Intervensi yang dapat dilakukan dalam mendukung
developmental care diantaranya dengan memfasilitasi tidur
menciptakan suasana malam hari untuk meningkatkan pola tidur
bayi, yaitu dengan menutup inkubator dengan kain penutup.
(5) Lindungi bayi dari bau yang berbahaya
Dapat memberikan dampak negatif pada sensasi penciuman
dan rasa. Tindakan yang dapat dilakukan adalah hindari membuka
alcohol dan antiseptik dekat dengan bayi dan hindari penggunaan
farfum dengan aroma kuat (Lucas, 2015).
b) Melibatkan Orang Tua dalam Perawatan bayi
Merupakan bagian dari pengelolaan lingkungan, hal ini dapat
berupa kunjungan orang tua yang tidak dibatasi, skin to skin contact
atau yang dikenal juga dengan perawatan metoda kangguru. Dimana
keduanya sangat penting untuk mendukung proses adaptasi bayi dan
orangtua terhadap kehadiran dan penerimaan satu sama lain
(Maguire et al, 2008, Hockenberry & Wilson, 2009). Hal ini juga
dapat dilakukan dengan mendorong orangtua terlibat dalam
perawatan, bantu mengenali tanda yang diberikan bayi. (Lucas,
2015). Metode kangguru berpengaruh terhadap fungsi fisiologis bayi
prematur, yaitu terdapat perbedaan bermakna terhadap suhu, nilai
saturasi oksigen dan frekuensi jantung bayi dengan pelaksanaan
metode kangguru, selain itu juga pelaksanaan metode kangguru
23
meningkatkan kepercayaan ibu dalam merawat bayinya (Syamsu
FA, 2013).
Skin to skin contact (kangaroo care) memberikan dampak pada
ibu berupa meningkatkan kepercayaan diri ibu, meningkatkan
hubungan ibu bayi dan meningkatkan produksi asi. Dampak pada
bayi yaitu rasa nyeri dan stress lebih sedikit, meningkatkan self –
regulation (kemampuan bayi untuk mendapat, mempertahankan,
memperoleh kembali keseimbangan dan relaksasi) serta
memfasilitasi pertumbuhan dan maturasi (Indonesian Pediatric
Critical care, 2016).
c) Kenali tanda dan Isyarat dari bayi
Perawat selayaknya memiliki kemampuan dalam mengenali
perilaku bayi karena merupakan dasar pemberian asuhan
perkembangan. Sehingga pada akhirnya dapat memberikan
perawatan yang sesuai dengan kebutuhan setiap individu bayi.

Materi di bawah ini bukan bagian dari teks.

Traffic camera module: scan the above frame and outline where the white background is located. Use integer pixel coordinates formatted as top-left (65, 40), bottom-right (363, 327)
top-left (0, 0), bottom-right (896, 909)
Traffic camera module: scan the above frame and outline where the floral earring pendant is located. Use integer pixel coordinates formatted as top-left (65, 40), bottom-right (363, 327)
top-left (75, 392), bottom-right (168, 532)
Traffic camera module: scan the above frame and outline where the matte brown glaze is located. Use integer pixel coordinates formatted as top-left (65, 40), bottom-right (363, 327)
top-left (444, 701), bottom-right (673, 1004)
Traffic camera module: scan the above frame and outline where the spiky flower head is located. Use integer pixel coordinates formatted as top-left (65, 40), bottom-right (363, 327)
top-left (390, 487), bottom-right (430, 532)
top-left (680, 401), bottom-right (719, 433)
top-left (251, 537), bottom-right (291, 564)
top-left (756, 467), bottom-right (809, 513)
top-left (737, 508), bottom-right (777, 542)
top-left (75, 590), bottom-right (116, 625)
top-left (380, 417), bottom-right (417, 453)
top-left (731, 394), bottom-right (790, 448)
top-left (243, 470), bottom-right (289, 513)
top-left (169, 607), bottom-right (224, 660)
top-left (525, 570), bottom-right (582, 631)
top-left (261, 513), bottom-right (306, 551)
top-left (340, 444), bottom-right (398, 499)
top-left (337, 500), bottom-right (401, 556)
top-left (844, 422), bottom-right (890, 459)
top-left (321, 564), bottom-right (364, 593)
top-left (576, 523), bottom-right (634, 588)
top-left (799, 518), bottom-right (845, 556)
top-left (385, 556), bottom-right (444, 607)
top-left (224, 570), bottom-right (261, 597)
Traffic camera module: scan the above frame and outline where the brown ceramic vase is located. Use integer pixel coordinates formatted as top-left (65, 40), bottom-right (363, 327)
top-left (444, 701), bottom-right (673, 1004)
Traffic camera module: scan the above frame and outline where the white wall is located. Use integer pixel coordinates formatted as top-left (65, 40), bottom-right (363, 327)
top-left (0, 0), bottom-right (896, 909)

Perubahan dalam keseimbangan fisiologis, tingkat kewaspadaan,
aktivitas motorik dan perhatian merupakan petunjuk yang dapat
digunakan perawat untuk menilai kemampuan bayi beradaptasi
terhadap suatu kondisi. Beberapa contoh perilaku yang dapat diamati
oleh perawat dari bayi yang mengidentifikasikan stress pada bayi
yaitu punggung melengkung ke belakang, mengerutkan kening, jari
tangan dan kaki menyebar, menyodorkan kaki dan tangan di udara,
berpaling, cegukan, perubahan mendadak dari denyut jantung dan
24
pernafasan, kaku, cemberut, dan gerakan melambaikan tangan
(Lucas, 2015).
Intervensi dapat dilakukan setelah kita mengenali beberapa
perilaku yang diberikan bayi, diantaranya pengaturan posisi nyaman
untuk bayi dengan penggunaan nesting atau membedong bayi,
dukung periode istirahat bayi dan kurangi gangguan saat tidur,
minimalisir stress, posisi tidur dengan tangan mendekati wajah atau
mulut ( Cloherty et al, 2012 ).
Strategi pelaksanaan developmental care dilakukan saat pemberian
tindakan pada bayi dapat memberikan perasaan aman, menghemat energi
dan bayi lebih tahan terhadap stres. Hal ini dilakukan dengan cara
berbicara lembut dengan bayi saat akan melakukan tindakan, menyentuh
bayi dengan yakin dan lembut, menyentuh tangan atau jari, menyilangkan
tangan melewati garis tengah dan memposisikan bayi dengan kedua kaki
fleksi, membalikan tubuh bayi dengan lembut dan perlahan.
3) Dampak Developmental Care
a) Mengurangi lama rawat dan meningkatkan berat badan bayi.
b) Mengurangi stres dan nyeri pada bayi.
c) Meningkatkan kepuasan keluarga dan perawat.
d) Menjaga stabilitas fungsi fisiologis bayi.
e) Mengurangi resiko perdarahan intraventrikular.
f) Skin to skin contact meningkatkan kedekatan antara ibu dan bayi.
g) Memfasilitasi pertumbuhan dan maturasi bayi.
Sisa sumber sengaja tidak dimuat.